Reviewed by GREG KING
Director: Wang Xiaoshui
Stars: Cui Lin, Li Bin.
The latest film from Columbia Tristar’s Silk Screen collection, Beijing Bicycle is an occasionally funny but nonetheless acutely observed film which again explores how the individual triumphs over an often impersonal system. As Vittorio De Sica’s classic humanist tale The Bicycle Thief became a metaphor for the chaos of post-war Italy, so too is Wang Xiaoshui’s film a deceptively simple tale that explores the troubled core of modern China as it embraces the changing nature of society at the end of the 20th century.

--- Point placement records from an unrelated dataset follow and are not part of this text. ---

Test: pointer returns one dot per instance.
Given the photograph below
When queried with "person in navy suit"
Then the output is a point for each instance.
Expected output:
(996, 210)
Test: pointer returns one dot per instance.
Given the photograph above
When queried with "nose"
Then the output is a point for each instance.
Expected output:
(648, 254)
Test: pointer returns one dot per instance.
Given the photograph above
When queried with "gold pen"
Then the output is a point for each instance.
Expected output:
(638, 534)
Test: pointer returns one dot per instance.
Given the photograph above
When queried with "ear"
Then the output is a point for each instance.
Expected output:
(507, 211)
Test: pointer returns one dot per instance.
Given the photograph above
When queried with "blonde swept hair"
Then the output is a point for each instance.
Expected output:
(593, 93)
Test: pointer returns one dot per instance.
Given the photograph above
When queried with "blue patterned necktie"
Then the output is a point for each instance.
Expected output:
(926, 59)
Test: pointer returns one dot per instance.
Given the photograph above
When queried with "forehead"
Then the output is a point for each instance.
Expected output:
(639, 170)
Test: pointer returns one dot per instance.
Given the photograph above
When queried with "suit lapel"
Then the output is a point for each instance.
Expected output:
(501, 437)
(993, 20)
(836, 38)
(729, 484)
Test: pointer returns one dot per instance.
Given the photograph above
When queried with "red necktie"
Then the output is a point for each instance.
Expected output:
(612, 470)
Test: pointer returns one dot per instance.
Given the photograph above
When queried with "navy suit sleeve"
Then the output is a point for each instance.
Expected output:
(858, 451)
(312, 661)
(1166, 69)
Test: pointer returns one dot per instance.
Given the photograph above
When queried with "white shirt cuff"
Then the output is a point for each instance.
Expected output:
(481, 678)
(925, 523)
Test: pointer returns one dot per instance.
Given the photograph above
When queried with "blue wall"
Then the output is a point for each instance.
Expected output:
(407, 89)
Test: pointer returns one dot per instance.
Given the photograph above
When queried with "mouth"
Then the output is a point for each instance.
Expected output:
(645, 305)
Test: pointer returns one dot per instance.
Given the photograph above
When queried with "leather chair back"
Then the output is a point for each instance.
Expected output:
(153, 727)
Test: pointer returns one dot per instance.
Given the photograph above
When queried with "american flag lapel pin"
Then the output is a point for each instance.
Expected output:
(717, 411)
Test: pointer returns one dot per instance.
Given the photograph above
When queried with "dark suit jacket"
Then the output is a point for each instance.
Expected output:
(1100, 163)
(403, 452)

Seventeen-year old country boy Guei (Cui Lin) leaves behind his village and comes to Beijing to find work. He lands a job as a bicycle courier. His first few weeks on the job are spent mainly paying off the prized mountain bike he is given as part of the job. But then just as he has almost paid it off, his treasured bicycle is stolen, and Guei loses his job. Meanwhile, Jai (Li Bin), a spoiled city boy who is annoyed at his father’s failure to buy him a bicycle, steals money from his family and buys a second hand bike from a market in order to impress his friends and a girl at school. As chance would have it he has purchased Guei’s bike. Guie has been desperately combing the city for his bicycle and when he discovers it in Jai’s possession he sets out to get it back.
The struggle between the two youths over possession of the stolen bicycle became representative of the dichotomy within modern day China, and subtly explores the class struggle and divisions that exist. Beijing Bicycle also explores the difference between rural China and life in the city, between the traditions of old China and the pragmatic economic rationalism of contemporary China.
Beijing Bicycle has been beautifully directed by Xiaoshui, who slowly builds the tension to a climax that is unexpected and disturbing. Liu Jie’s exquisite cinematography also enriches the film. Jie captures images of a city in transition, and the film resonates with an awareness of a lifestyle that is slowly disappearing.